Verifying Ito isometry for simple stochastic processes

It is known that stochastic integral must satisfy the isometry property which is $$ \mathbb{E}\left[ \left( \int_0^T X_t~dB_t\right)^2 \right] = \mathbb{E} \left[ \int_0^T X^2_t~dt \right] . $$ I am trying to prove this property for a simple stochastic process. What I said so far that is $$ \mathbb{E}\left[\sum_{i=0}^{n-1} X_i \left(B(t_{i+1})-B(t_i)\right)\right]^2, $$ then I am stuck. I know that we should to write the square sum as double sum to continue the proof but I couldn't do it. Any help please!

I take it that a simple process is a process of the form $$ Y_t=\sum_{i=0}^{n-1} X_i 1_{]t_i,t_{i+1}]}(t),\quad t\geq 0, $$ where $0\leq t_1<t_2<\cdots < t_n$ and $X_i$ is a bounded $\mathcal{F}_{t_i}$-measureable variable. Now we need the following result.

For every simple process $Y=(Y_t)_{t\geq 0}$ the process
$$ \left(\left(\int_0^t Y_s\;\mathrm{d}B_s\right)^2 -\int_0^t Y_s^2\;\mathrm{d}s\right)_{t\geq 0} $$ is a martingale which is $0$ at $0$.

By taking expectation this shows the desired property.

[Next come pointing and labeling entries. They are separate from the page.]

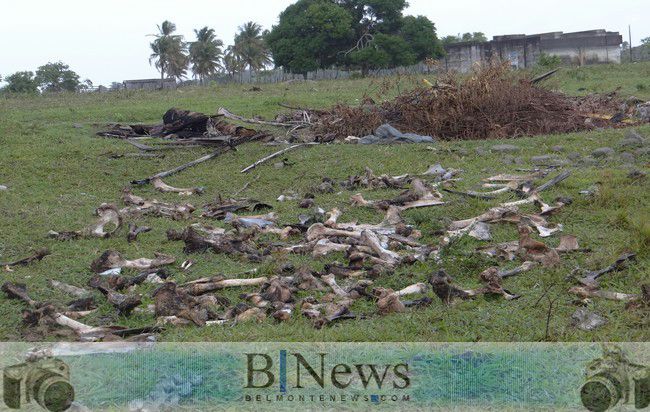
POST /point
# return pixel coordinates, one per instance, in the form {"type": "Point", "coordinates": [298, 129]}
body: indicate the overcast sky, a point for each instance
{"type": "Point", "coordinates": [107, 41]}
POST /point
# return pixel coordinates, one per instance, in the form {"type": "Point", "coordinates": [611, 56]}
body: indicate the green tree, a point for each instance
{"type": "Point", "coordinates": [168, 52]}
{"type": "Point", "coordinates": [205, 53]}
{"type": "Point", "coordinates": [311, 34]}
{"type": "Point", "coordinates": [251, 47]}
{"type": "Point", "coordinates": [232, 61]}
{"type": "Point", "coordinates": [57, 77]}
{"type": "Point", "coordinates": [384, 51]}
{"type": "Point", "coordinates": [21, 82]}
{"type": "Point", "coordinates": [420, 34]}
{"type": "Point", "coordinates": [374, 16]}
{"type": "Point", "coordinates": [476, 36]}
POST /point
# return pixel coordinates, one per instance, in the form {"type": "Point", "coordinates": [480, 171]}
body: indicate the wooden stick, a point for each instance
{"type": "Point", "coordinates": [225, 113]}
{"type": "Point", "coordinates": [557, 179]}
{"type": "Point", "coordinates": [544, 76]}
{"type": "Point", "coordinates": [180, 168]}
{"type": "Point", "coordinates": [274, 155]}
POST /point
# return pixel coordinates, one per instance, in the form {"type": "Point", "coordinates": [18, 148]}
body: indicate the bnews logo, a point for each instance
{"type": "Point", "coordinates": [263, 372]}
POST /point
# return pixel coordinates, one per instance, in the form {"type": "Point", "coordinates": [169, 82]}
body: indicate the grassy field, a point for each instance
{"type": "Point", "coordinates": [58, 174]}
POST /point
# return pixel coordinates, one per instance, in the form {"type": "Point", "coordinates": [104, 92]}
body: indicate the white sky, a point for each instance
{"type": "Point", "coordinates": [106, 40]}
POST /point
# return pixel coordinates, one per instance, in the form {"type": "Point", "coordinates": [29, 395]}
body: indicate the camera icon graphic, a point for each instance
{"type": "Point", "coordinates": [46, 381]}
{"type": "Point", "coordinates": [613, 379]}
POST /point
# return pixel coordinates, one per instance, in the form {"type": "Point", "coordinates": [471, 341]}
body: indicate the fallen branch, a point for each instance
{"type": "Point", "coordinates": [544, 76]}
{"type": "Point", "coordinates": [557, 179]}
{"type": "Point", "coordinates": [274, 155]}
{"type": "Point", "coordinates": [165, 188]}
{"type": "Point", "coordinates": [39, 255]}
{"type": "Point", "coordinates": [225, 113]}
{"type": "Point", "coordinates": [180, 168]}
{"type": "Point", "coordinates": [591, 278]}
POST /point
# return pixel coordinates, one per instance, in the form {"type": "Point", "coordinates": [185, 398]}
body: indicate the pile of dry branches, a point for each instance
{"type": "Point", "coordinates": [493, 102]}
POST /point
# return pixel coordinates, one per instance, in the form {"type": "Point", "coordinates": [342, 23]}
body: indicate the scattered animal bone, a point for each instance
{"type": "Point", "coordinates": [108, 214]}
{"type": "Point", "coordinates": [261, 221]}
{"type": "Point", "coordinates": [284, 313]}
{"type": "Point", "coordinates": [524, 267]}
{"type": "Point", "coordinates": [230, 244]}
{"type": "Point", "coordinates": [18, 291]}
{"type": "Point", "coordinates": [492, 215]}
{"type": "Point", "coordinates": [219, 282]}
{"type": "Point", "coordinates": [85, 303]}
{"type": "Point", "coordinates": [330, 280]}
{"type": "Point", "coordinates": [135, 230]}
{"type": "Point", "coordinates": [512, 186]}
{"type": "Point", "coordinates": [515, 178]}
{"type": "Point", "coordinates": [220, 208]}
{"type": "Point", "coordinates": [318, 231]}
{"type": "Point", "coordinates": [172, 301]}
{"type": "Point", "coordinates": [69, 289]}
{"type": "Point", "coordinates": [413, 289]}
{"type": "Point", "coordinates": [44, 311]}
{"type": "Point", "coordinates": [370, 181]}
{"type": "Point", "coordinates": [165, 188]}
{"type": "Point", "coordinates": [591, 292]}
{"type": "Point", "coordinates": [568, 243]}
{"type": "Point", "coordinates": [323, 314]}
{"type": "Point", "coordinates": [586, 320]}
{"type": "Point", "coordinates": [591, 278]}
{"type": "Point", "coordinates": [389, 300]}
{"type": "Point", "coordinates": [274, 155]}
{"type": "Point", "coordinates": [443, 287]}
{"type": "Point", "coordinates": [371, 240]}
{"type": "Point", "coordinates": [37, 256]}
{"type": "Point", "coordinates": [64, 236]}
{"type": "Point", "coordinates": [532, 250]}
{"type": "Point", "coordinates": [492, 280]}
{"type": "Point", "coordinates": [138, 206]}
{"type": "Point", "coordinates": [332, 217]}
{"type": "Point", "coordinates": [506, 251]}
{"type": "Point", "coordinates": [477, 230]}
{"type": "Point", "coordinates": [111, 259]}
{"type": "Point", "coordinates": [325, 246]}
{"type": "Point", "coordinates": [425, 196]}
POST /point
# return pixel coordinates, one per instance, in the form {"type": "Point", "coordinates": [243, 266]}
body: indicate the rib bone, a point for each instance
{"type": "Point", "coordinates": [165, 188]}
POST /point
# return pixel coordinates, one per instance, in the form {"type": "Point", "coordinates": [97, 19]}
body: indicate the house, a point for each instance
{"type": "Point", "coordinates": [149, 84]}
{"type": "Point", "coordinates": [521, 50]}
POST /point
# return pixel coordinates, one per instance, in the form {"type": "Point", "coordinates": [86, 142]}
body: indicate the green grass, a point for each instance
{"type": "Point", "coordinates": [57, 175]}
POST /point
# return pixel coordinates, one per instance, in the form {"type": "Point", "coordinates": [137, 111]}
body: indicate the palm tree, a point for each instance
{"type": "Point", "coordinates": [168, 52]}
{"type": "Point", "coordinates": [232, 61]}
{"type": "Point", "coordinates": [251, 46]}
{"type": "Point", "coordinates": [205, 53]}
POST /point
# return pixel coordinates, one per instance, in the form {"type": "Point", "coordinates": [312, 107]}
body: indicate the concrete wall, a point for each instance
{"type": "Point", "coordinates": [149, 84]}
{"type": "Point", "coordinates": [589, 47]}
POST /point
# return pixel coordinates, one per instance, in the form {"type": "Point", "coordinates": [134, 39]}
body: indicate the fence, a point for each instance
{"type": "Point", "coordinates": [281, 76]}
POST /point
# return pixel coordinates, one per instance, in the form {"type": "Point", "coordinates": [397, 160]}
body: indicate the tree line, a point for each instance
{"type": "Point", "coordinates": [50, 77]}
{"type": "Point", "coordinates": [206, 56]}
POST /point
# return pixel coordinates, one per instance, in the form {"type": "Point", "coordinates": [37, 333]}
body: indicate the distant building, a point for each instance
{"type": "Point", "coordinates": [149, 84]}
{"type": "Point", "coordinates": [581, 48]}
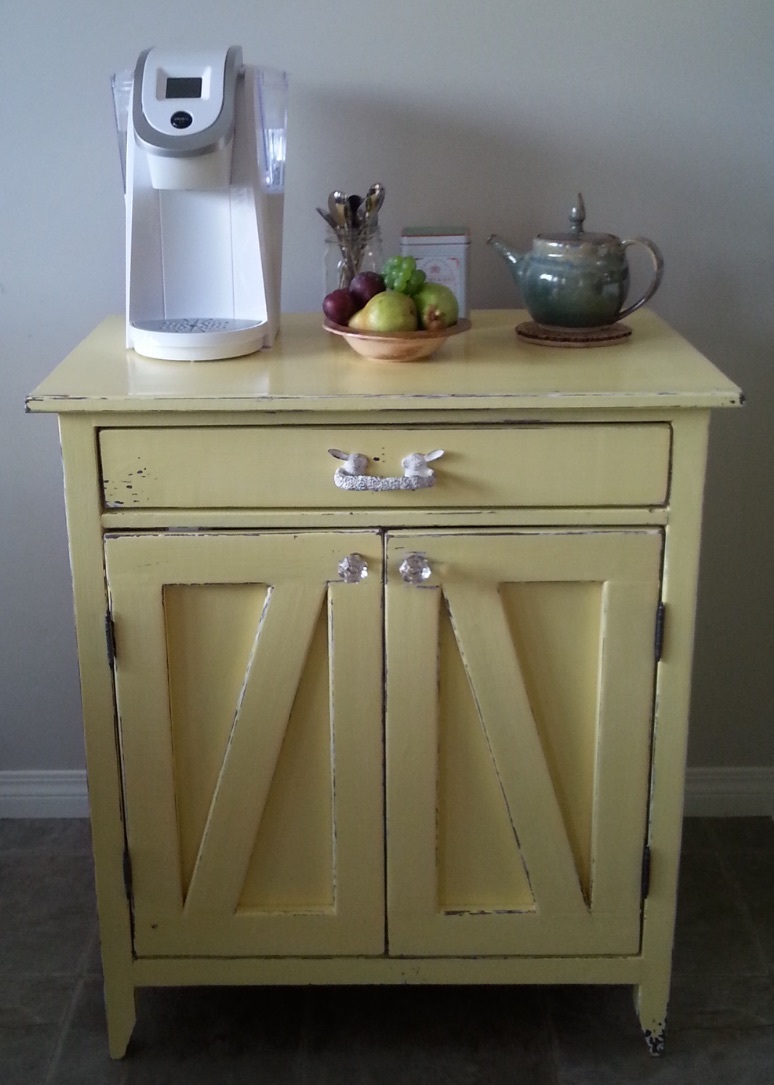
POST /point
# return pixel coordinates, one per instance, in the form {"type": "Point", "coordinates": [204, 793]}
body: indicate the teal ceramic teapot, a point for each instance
{"type": "Point", "coordinates": [578, 279]}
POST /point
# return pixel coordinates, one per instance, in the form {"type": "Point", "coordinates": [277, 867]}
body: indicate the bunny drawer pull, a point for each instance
{"type": "Point", "coordinates": [416, 473]}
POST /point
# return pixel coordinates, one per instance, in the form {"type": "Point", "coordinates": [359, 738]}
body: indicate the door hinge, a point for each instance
{"type": "Point", "coordinates": [658, 639]}
{"type": "Point", "coordinates": [110, 637]}
{"type": "Point", "coordinates": [127, 873]}
{"type": "Point", "coordinates": [645, 882]}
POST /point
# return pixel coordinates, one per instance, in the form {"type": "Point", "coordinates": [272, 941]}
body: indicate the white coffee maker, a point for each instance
{"type": "Point", "coordinates": [203, 141]}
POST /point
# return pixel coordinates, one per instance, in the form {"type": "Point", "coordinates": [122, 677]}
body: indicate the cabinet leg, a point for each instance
{"type": "Point", "coordinates": [121, 1013]}
{"type": "Point", "coordinates": [650, 1000]}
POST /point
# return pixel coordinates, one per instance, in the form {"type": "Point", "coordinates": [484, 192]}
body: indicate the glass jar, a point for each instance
{"type": "Point", "coordinates": [349, 252]}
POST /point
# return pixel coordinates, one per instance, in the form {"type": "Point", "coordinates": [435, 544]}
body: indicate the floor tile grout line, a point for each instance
{"type": "Point", "coordinates": [64, 1028]}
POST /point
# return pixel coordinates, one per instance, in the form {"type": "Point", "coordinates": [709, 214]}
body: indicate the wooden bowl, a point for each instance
{"type": "Point", "coordinates": [395, 346]}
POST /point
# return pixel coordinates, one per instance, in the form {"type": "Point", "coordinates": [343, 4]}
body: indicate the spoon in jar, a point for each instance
{"type": "Point", "coordinates": [339, 206]}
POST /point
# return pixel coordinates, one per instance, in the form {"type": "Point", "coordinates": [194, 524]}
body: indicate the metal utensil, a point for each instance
{"type": "Point", "coordinates": [339, 206]}
{"type": "Point", "coordinates": [375, 199]}
{"type": "Point", "coordinates": [355, 216]}
{"type": "Point", "coordinates": [329, 218]}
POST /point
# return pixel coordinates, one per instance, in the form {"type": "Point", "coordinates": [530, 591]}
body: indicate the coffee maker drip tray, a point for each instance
{"type": "Point", "coordinates": [186, 326]}
{"type": "Point", "coordinates": [198, 339]}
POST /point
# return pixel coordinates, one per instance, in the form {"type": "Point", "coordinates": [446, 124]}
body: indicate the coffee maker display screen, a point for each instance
{"type": "Point", "coordinates": [184, 87]}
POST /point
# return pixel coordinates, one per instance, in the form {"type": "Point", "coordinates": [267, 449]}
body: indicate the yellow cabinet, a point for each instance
{"type": "Point", "coordinates": [252, 761]}
{"type": "Point", "coordinates": [346, 724]}
{"type": "Point", "coordinates": [519, 707]}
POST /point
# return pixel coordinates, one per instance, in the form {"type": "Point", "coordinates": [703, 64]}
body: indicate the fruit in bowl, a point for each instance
{"type": "Point", "coordinates": [397, 315]}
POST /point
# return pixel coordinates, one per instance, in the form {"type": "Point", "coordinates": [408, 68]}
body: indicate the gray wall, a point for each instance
{"type": "Point", "coordinates": [493, 114]}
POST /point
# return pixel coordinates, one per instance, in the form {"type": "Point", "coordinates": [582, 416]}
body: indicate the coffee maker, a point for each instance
{"type": "Point", "coordinates": [203, 142]}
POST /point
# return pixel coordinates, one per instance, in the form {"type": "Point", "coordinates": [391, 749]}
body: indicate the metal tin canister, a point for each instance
{"type": "Point", "coordinates": [442, 254]}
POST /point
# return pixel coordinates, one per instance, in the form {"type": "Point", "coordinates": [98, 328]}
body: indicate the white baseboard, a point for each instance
{"type": "Point", "coordinates": [730, 792]}
{"type": "Point", "coordinates": [30, 793]}
{"type": "Point", "coordinates": [710, 792]}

If you don't know the above result you can just prove it. Here it is useful to note that when $Y=(Y_t)_{t\geq 0}$ is a simple process, then $Y^2=(Y_t^2)_{t\geq 0}$ is also a simple process which satisfies $$ Y_t^2=\sum_{i=0}^{n-1} X_i^2 1_{]t_{i},t_{i+1}]},\quad t\geq 0. $$